Nach dem Mauerfall liefen die Geschäfte im Einzelhandel nicht mehr so gut, Anfang der neunziger Jahre verkaufte er seinen Laden und wechselte ins Partyfach.

Was sich heutzutage Eventmanager nennt, hieß in feudaleren Zeiten „Maître de Plaisir“. Der Unterschied, damals konnte man aus dem Vollen schöpfen. Das versuchte Manfred Klinke auch im Berlin der Jahrtausendwende. Ganz gleich, wer feierte – es musste immer perfekt sein: Ambiente, Menüfolge, Dekoration. Gespart hat er nie, das wurde ihm zum Verhängnis. 2008, im Krisenjahr, als plötzlich alle sparen mussten, lief gar nichts mehr. Er war seinen Auftraggebern zu teuer geworden.

Kein Problem, er selbst konnte auf Luxus verzichten, solange er nicht einsam war. 19 Jahre lebte er mit seinem Freund zusammen. „Du bist die Liebe meines Lebens“, hatte er ihm gleich zu Beginn gestanden. Völlige Harmonie, bis zum letzten Tag konnten sie sich streiten, immer um Banales, versteht sich.
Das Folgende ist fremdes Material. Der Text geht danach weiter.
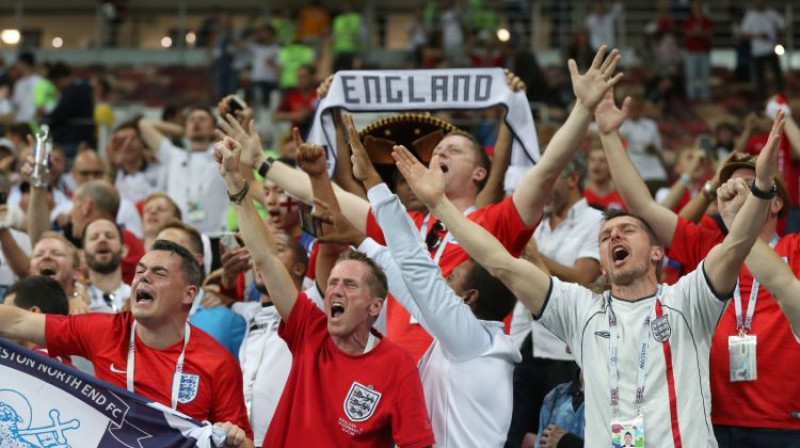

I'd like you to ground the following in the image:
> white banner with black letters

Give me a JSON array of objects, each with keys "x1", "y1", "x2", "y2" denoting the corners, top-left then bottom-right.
[
  {"x1": 0, "y1": 339, "x2": 225, "y2": 448},
  {"x1": 307, "y1": 68, "x2": 539, "y2": 173}
]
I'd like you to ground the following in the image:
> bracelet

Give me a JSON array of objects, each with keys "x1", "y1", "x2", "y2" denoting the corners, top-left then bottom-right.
[
  {"x1": 258, "y1": 157, "x2": 275, "y2": 179},
  {"x1": 750, "y1": 182, "x2": 778, "y2": 199},
  {"x1": 228, "y1": 180, "x2": 250, "y2": 205}
]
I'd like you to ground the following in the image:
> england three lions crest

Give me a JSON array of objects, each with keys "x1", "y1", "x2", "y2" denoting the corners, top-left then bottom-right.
[
  {"x1": 178, "y1": 373, "x2": 200, "y2": 404},
  {"x1": 650, "y1": 314, "x2": 672, "y2": 342},
  {"x1": 344, "y1": 381, "x2": 381, "y2": 422}
]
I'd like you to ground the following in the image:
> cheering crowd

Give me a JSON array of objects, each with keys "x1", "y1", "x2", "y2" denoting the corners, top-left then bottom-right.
[{"x1": 0, "y1": 7, "x2": 800, "y2": 448}]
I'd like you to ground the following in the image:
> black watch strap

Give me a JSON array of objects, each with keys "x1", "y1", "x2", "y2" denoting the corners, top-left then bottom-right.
[{"x1": 750, "y1": 182, "x2": 778, "y2": 199}]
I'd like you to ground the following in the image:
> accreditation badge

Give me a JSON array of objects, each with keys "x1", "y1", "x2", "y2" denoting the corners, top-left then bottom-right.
[
  {"x1": 611, "y1": 414, "x2": 645, "y2": 448},
  {"x1": 728, "y1": 334, "x2": 758, "y2": 382}
]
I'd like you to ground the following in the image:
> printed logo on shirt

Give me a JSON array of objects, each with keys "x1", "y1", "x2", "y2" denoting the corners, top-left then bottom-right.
[
  {"x1": 178, "y1": 373, "x2": 200, "y2": 404},
  {"x1": 650, "y1": 314, "x2": 672, "y2": 342},
  {"x1": 344, "y1": 381, "x2": 381, "y2": 422}
]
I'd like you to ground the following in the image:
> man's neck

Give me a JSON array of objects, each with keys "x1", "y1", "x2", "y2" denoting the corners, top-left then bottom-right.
[
  {"x1": 136, "y1": 316, "x2": 186, "y2": 350},
  {"x1": 611, "y1": 271, "x2": 658, "y2": 302},
  {"x1": 89, "y1": 268, "x2": 122, "y2": 294}
]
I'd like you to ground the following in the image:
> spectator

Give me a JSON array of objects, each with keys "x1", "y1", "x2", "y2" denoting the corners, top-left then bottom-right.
[
  {"x1": 683, "y1": 0, "x2": 714, "y2": 101},
  {"x1": 44, "y1": 62, "x2": 95, "y2": 161},
  {"x1": 742, "y1": 0, "x2": 786, "y2": 101},
  {"x1": 82, "y1": 218, "x2": 131, "y2": 313},
  {"x1": 332, "y1": 0, "x2": 364, "y2": 73},
  {"x1": 583, "y1": 147, "x2": 625, "y2": 210},
  {"x1": 272, "y1": 65, "x2": 317, "y2": 136}
]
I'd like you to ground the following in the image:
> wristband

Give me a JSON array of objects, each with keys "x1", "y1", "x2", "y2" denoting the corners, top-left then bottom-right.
[
  {"x1": 750, "y1": 182, "x2": 778, "y2": 199},
  {"x1": 258, "y1": 157, "x2": 275, "y2": 179},
  {"x1": 228, "y1": 180, "x2": 250, "y2": 205}
]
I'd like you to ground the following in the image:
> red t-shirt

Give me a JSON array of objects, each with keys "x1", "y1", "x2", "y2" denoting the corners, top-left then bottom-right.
[
  {"x1": 670, "y1": 219, "x2": 800, "y2": 429},
  {"x1": 263, "y1": 293, "x2": 434, "y2": 448},
  {"x1": 367, "y1": 197, "x2": 536, "y2": 360},
  {"x1": 45, "y1": 313, "x2": 253, "y2": 439},
  {"x1": 683, "y1": 15, "x2": 714, "y2": 53},
  {"x1": 120, "y1": 229, "x2": 144, "y2": 285},
  {"x1": 583, "y1": 188, "x2": 625, "y2": 210}
]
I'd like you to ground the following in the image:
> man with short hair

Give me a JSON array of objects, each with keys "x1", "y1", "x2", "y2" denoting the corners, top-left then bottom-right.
[
  {"x1": 81, "y1": 218, "x2": 131, "y2": 313},
  {"x1": 0, "y1": 241, "x2": 253, "y2": 448},
  {"x1": 215, "y1": 138, "x2": 434, "y2": 448},
  {"x1": 393, "y1": 104, "x2": 782, "y2": 447}
]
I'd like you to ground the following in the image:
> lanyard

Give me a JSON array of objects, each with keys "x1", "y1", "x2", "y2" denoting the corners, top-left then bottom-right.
[
  {"x1": 419, "y1": 205, "x2": 478, "y2": 265},
  {"x1": 733, "y1": 235, "x2": 780, "y2": 335},
  {"x1": 125, "y1": 321, "x2": 192, "y2": 410},
  {"x1": 606, "y1": 285, "x2": 661, "y2": 417}
]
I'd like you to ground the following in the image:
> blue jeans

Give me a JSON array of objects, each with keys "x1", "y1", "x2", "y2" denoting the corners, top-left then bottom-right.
[
  {"x1": 683, "y1": 53, "x2": 711, "y2": 101},
  {"x1": 714, "y1": 425, "x2": 800, "y2": 448}
]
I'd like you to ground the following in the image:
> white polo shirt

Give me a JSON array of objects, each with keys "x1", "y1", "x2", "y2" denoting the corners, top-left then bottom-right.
[
  {"x1": 742, "y1": 9, "x2": 786, "y2": 56},
  {"x1": 368, "y1": 184, "x2": 522, "y2": 448},
  {"x1": 158, "y1": 138, "x2": 229, "y2": 238},
  {"x1": 511, "y1": 198, "x2": 603, "y2": 361},
  {"x1": 539, "y1": 263, "x2": 727, "y2": 448}
]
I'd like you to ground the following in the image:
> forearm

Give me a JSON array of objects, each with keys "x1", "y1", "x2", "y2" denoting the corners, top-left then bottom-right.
[
  {"x1": 0, "y1": 229, "x2": 31, "y2": 278},
  {"x1": 475, "y1": 121, "x2": 511, "y2": 208},
  {"x1": 27, "y1": 186, "x2": 50, "y2": 246},
  {"x1": 233, "y1": 182, "x2": 297, "y2": 320}
]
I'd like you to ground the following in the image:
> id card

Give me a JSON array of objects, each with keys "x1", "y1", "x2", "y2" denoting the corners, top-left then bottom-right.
[
  {"x1": 728, "y1": 334, "x2": 758, "y2": 382},
  {"x1": 187, "y1": 201, "x2": 206, "y2": 222},
  {"x1": 611, "y1": 415, "x2": 645, "y2": 448}
]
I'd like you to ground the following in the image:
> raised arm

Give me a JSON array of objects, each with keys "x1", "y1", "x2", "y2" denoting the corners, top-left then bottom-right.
[
  {"x1": 703, "y1": 111, "x2": 784, "y2": 294},
  {"x1": 0, "y1": 305, "x2": 46, "y2": 345},
  {"x1": 595, "y1": 91, "x2": 678, "y2": 247},
  {"x1": 392, "y1": 146, "x2": 550, "y2": 314},
  {"x1": 214, "y1": 138, "x2": 297, "y2": 320},
  {"x1": 513, "y1": 46, "x2": 622, "y2": 227}
]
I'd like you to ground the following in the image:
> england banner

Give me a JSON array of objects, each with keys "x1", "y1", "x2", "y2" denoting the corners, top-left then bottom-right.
[
  {"x1": 0, "y1": 339, "x2": 225, "y2": 448},
  {"x1": 307, "y1": 68, "x2": 539, "y2": 173}
]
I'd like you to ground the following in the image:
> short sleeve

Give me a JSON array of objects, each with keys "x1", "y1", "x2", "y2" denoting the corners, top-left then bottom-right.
[
  {"x1": 44, "y1": 313, "x2": 115, "y2": 359},
  {"x1": 392, "y1": 369, "x2": 434, "y2": 448},
  {"x1": 278, "y1": 292, "x2": 328, "y2": 353}
]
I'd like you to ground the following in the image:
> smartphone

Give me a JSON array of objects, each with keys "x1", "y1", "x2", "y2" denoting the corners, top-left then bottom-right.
[
  {"x1": 300, "y1": 206, "x2": 322, "y2": 238},
  {"x1": 219, "y1": 232, "x2": 239, "y2": 251}
]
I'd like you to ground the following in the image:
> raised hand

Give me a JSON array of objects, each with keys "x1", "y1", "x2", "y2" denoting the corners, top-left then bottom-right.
[
  {"x1": 756, "y1": 110, "x2": 786, "y2": 191},
  {"x1": 567, "y1": 45, "x2": 622, "y2": 111},
  {"x1": 392, "y1": 145, "x2": 444, "y2": 208},
  {"x1": 214, "y1": 114, "x2": 266, "y2": 170},
  {"x1": 594, "y1": 88, "x2": 631, "y2": 135},
  {"x1": 292, "y1": 128, "x2": 327, "y2": 177},
  {"x1": 314, "y1": 199, "x2": 367, "y2": 246},
  {"x1": 342, "y1": 114, "x2": 381, "y2": 189}
]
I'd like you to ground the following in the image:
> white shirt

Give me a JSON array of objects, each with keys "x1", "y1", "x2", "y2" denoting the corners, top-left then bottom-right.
[
  {"x1": 0, "y1": 228, "x2": 32, "y2": 286},
  {"x1": 114, "y1": 162, "x2": 167, "y2": 203},
  {"x1": 250, "y1": 44, "x2": 281, "y2": 82},
  {"x1": 540, "y1": 263, "x2": 726, "y2": 448},
  {"x1": 742, "y1": 9, "x2": 786, "y2": 56},
  {"x1": 231, "y1": 287, "x2": 324, "y2": 446},
  {"x1": 158, "y1": 138, "x2": 229, "y2": 238},
  {"x1": 11, "y1": 73, "x2": 42, "y2": 122},
  {"x1": 514, "y1": 199, "x2": 603, "y2": 361},
  {"x1": 362, "y1": 184, "x2": 522, "y2": 448},
  {"x1": 619, "y1": 117, "x2": 667, "y2": 181},
  {"x1": 89, "y1": 282, "x2": 131, "y2": 313}
]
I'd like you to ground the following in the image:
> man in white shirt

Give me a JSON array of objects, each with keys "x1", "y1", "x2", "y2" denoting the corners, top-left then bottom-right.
[
  {"x1": 742, "y1": 0, "x2": 786, "y2": 101},
  {"x1": 82, "y1": 218, "x2": 131, "y2": 313},
  {"x1": 509, "y1": 156, "x2": 603, "y2": 443},
  {"x1": 139, "y1": 107, "x2": 229, "y2": 239},
  {"x1": 394, "y1": 93, "x2": 782, "y2": 448}
]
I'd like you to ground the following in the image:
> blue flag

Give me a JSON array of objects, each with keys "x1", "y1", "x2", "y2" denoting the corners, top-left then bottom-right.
[{"x1": 0, "y1": 339, "x2": 225, "y2": 448}]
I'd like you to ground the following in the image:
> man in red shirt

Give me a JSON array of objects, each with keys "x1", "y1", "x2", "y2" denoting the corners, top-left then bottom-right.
[
  {"x1": 0, "y1": 241, "x2": 253, "y2": 448},
  {"x1": 214, "y1": 138, "x2": 434, "y2": 448},
  {"x1": 231, "y1": 47, "x2": 622, "y2": 359},
  {"x1": 596, "y1": 93, "x2": 800, "y2": 448}
]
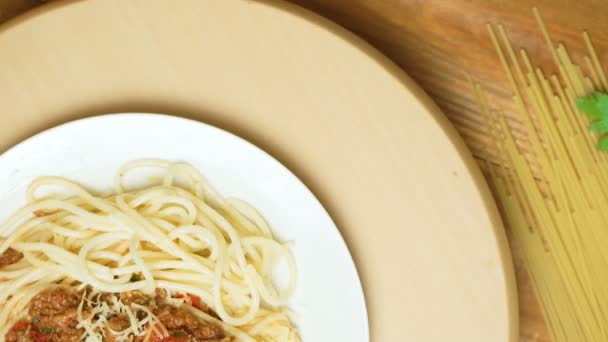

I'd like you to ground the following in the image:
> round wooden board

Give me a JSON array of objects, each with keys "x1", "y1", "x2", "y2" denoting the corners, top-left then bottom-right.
[{"x1": 0, "y1": 0, "x2": 517, "y2": 342}]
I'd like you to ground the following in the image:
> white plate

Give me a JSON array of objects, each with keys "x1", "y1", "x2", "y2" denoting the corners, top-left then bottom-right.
[{"x1": 0, "y1": 114, "x2": 369, "y2": 342}]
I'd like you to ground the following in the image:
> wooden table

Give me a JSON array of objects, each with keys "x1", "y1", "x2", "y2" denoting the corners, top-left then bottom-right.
[{"x1": 5, "y1": 0, "x2": 608, "y2": 341}]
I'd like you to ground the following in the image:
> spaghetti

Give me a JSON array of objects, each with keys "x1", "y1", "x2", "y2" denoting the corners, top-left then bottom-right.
[
  {"x1": 473, "y1": 9, "x2": 608, "y2": 342},
  {"x1": 0, "y1": 160, "x2": 299, "y2": 342}
]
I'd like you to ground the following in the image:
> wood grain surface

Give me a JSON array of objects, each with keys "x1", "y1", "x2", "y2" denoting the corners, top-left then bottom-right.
[{"x1": 5, "y1": 0, "x2": 608, "y2": 341}]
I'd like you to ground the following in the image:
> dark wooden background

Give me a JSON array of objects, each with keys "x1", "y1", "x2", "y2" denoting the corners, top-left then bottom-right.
[{"x1": 0, "y1": 0, "x2": 608, "y2": 342}]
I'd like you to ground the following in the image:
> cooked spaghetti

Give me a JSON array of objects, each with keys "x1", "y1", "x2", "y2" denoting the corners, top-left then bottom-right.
[{"x1": 0, "y1": 160, "x2": 299, "y2": 342}]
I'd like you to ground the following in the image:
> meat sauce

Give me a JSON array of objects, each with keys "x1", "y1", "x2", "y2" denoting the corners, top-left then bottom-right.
[
  {"x1": 0, "y1": 248, "x2": 23, "y2": 267},
  {"x1": 5, "y1": 288, "x2": 229, "y2": 342}
]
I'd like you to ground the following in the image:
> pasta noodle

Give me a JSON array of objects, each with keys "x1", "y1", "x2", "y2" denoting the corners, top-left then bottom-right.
[
  {"x1": 471, "y1": 9, "x2": 608, "y2": 342},
  {"x1": 0, "y1": 160, "x2": 299, "y2": 342}
]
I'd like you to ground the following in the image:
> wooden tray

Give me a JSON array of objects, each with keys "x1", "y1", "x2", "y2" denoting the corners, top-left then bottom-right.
[{"x1": 0, "y1": 0, "x2": 518, "y2": 342}]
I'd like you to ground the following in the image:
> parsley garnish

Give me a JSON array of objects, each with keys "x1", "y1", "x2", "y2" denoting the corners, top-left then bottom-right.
[{"x1": 576, "y1": 93, "x2": 608, "y2": 151}]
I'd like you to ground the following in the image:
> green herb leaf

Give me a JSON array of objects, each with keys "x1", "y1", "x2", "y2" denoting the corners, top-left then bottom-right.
[
  {"x1": 576, "y1": 95, "x2": 603, "y2": 119},
  {"x1": 597, "y1": 135, "x2": 608, "y2": 151},
  {"x1": 40, "y1": 328, "x2": 55, "y2": 335},
  {"x1": 576, "y1": 93, "x2": 608, "y2": 151},
  {"x1": 589, "y1": 119, "x2": 608, "y2": 134}
]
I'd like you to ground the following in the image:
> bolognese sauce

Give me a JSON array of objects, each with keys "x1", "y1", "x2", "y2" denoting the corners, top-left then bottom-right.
[{"x1": 5, "y1": 287, "x2": 230, "y2": 342}]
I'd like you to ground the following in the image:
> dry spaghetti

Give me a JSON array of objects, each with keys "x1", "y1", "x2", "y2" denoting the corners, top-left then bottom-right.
[
  {"x1": 0, "y1": 160, "x2": 299, "y2": 342},
  {"x1": 473, "y1": 9, "x2": 608, "y2": 342}
]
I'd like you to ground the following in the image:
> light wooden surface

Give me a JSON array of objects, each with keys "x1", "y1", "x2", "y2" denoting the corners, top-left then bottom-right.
[{"x1": 0, "y1": 0, "x2": 608, "y2": 341}]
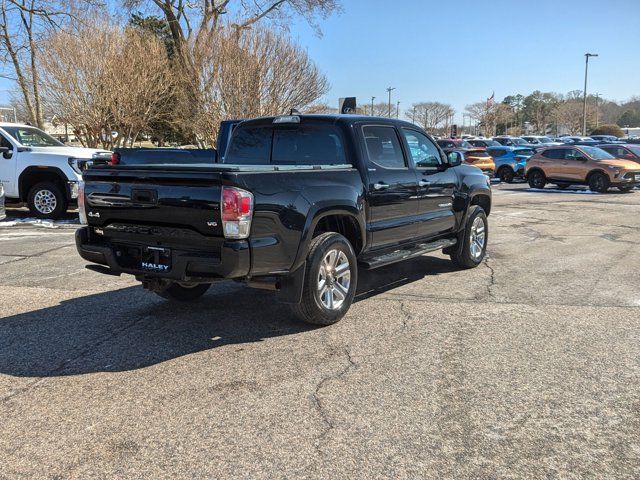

Er lebte mit ihm in den Tag hinein, ohne sich groß um die Zukunft zu sorgen.

Manche haben ihm diese Unbekümmertheit als Leichtlebigkeit, wenn nicht gar als Leichtsinn angekreidet, aber: Was ein Lachen wert ist, weiß man erst, wenn man es nicht mehr hört.

Die Wahrsagerin sollte nicht recht behalten. Der Krebs kehrte zurück. Er kam ins Krankenhaus. Wer ihn dort besuchen wollte, und das waren viele, der musste Gutes zu essen und zu trinken mitbringen. Das war Pflicht, froh zu sein miteinander, ein Lächeln zu zeigen, bis zum Schluss.